O'Brien S, Kantarjian H, Beran M, Robertson L E, Koller C, Lerner S, Keating M J
Department of Hematology, University of Texas M.D. Anderson Cancer Center, Houston 77030, USA.
Blood. 1995 Aug 15;86(4):1298-300.
Many patients with chronic lymphocytic leukemia (CLL) achieve remission after treatment with fludarabine chemotherapy. Most of these patients, however, later experience relapse. In addition, immunologic deficits may persist even in patients in complete remission; lymphopenia, predominantly involving the CD4 population, is universal after fludarabine therapy. We used recombinant alpha interferon (IFN-alpha) maintenance therapy in patients with CLL who achieved remission in response to fludarabine therapy to determine its effect on residual disease, assessed by either bone marrow biopsy or flow cytometry, and on immune restoration. Thirty-one patients were treated with IFN-alpha (3 x 10(6) U by subcutaneous injection three times weekly). Twenty-two patients (71%) were in complete remission (CR) and nine (29%) were in partial remission (PR). Of the 22 patients in CR, 21 (95%) had evidence of residual disease at the start of IFN-alpha therapy. Low CD4 levels were noted in 93% of patients, low IgG levels in 45%, and anergy or hypoergy in 52%. Only one patient in PR achieved a CR on IFN-alpha therapy: the only patient who had had no prior fludarabine but had been treated with chlorambucil and prednisone. All patients in CR with minimal residual disease had persistent disease after IFN-alpha treatment. There were no increases in CD4 counts or IgG levels; three patients with borderline responses to skin testing had an increase in the number of positive tests while on IFN-alpha. The time to progression was no different in patients treated with IFN-alpha than in a historical control group of patients who had received no further therapy after fludarabine. In summary, the use of IFN-alpha maintenance did not eradicate residual disease, restore immune function, or prolong remissions in patients with CLL responsive to fludarabine.

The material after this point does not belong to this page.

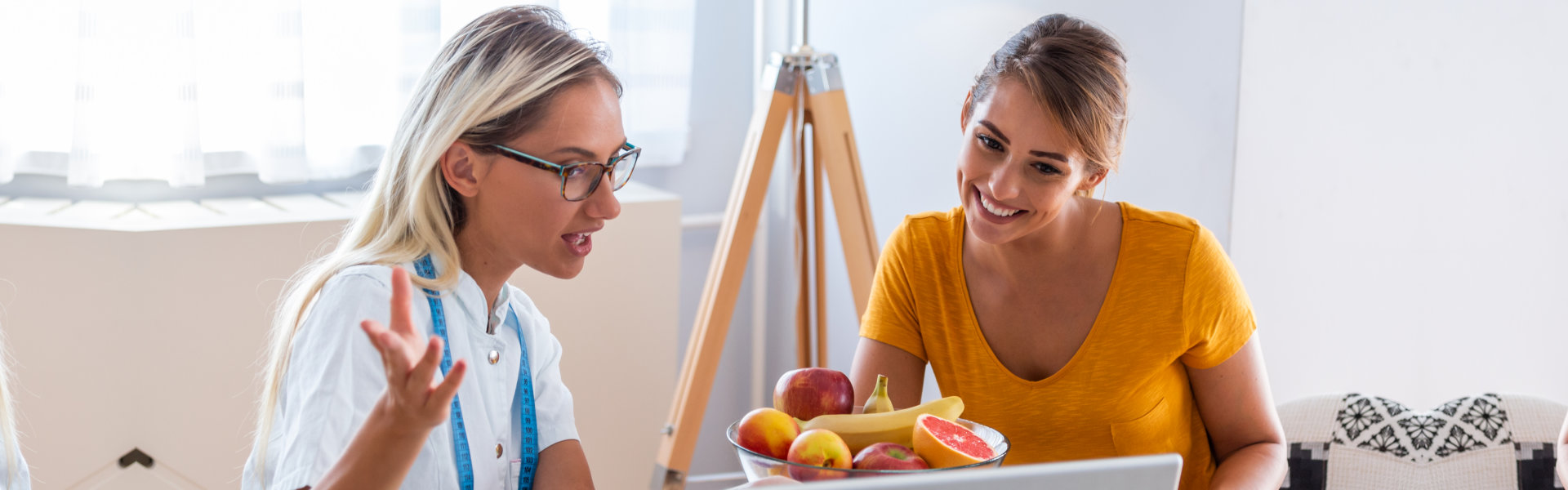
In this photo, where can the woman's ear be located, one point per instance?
(1095, 180)
(963, 112)
(458, 165)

许多慢性淋巴细胞白血病(CLL)患者在接受氟达拉滨化疗后可实现缓解。然而,这些患者中的大多数随后会复发。此外,即使是完全缓解的患者,免疫缺陷可能仍然存在;氟达拉滨治疗后普遍存在淋巴细胞减少,主要累及CD4细胞群。我们对接受氟达拉滨治疗后缓解的CLL患者使用重组α干扰素(IFN-α)维持治疗,以确定其对通过骨髓活检或流式细胞术评估的残留疾病以及免疫恢复的影响。31例患者接受IFN-α治疗(皮下注射3×10⁶U,每周3次)。22例患者(71%)完全缓解(CR),9例(29%)部分缓解(PR)。在22例CR患者中,21例(95%)在IFN-α治疗开始时有残留疾病证据。93%的患者CD4水平低,45%的患者IgG水平低,52%的患者无反应或反应低下。仅1例PR患者在IFN-α治疗后实现CR:该患者未曾接受过氟达拉滨治疗,但接受过苯丁酸氮芥和泼尼松治疗。所有残留疾病极少的CR患者在IFN-α治疗后疾病持续存在。CD4计数或IgG水平没有增加;3例皮肤试验反应临界的患者在接受IFN-α治疗期间阳性试验次数增加。接受IFN-α治疗的患者与氟达拉滨治疗后未接受进一步治疗的历史对照组患者相比,疾病进展时间没有差异。总之,对于对氟达拉滨有反应的CLL患者,使用IFN-α维持治疗并不能根除残留疾病、恢复免疫功能或延长缓解期。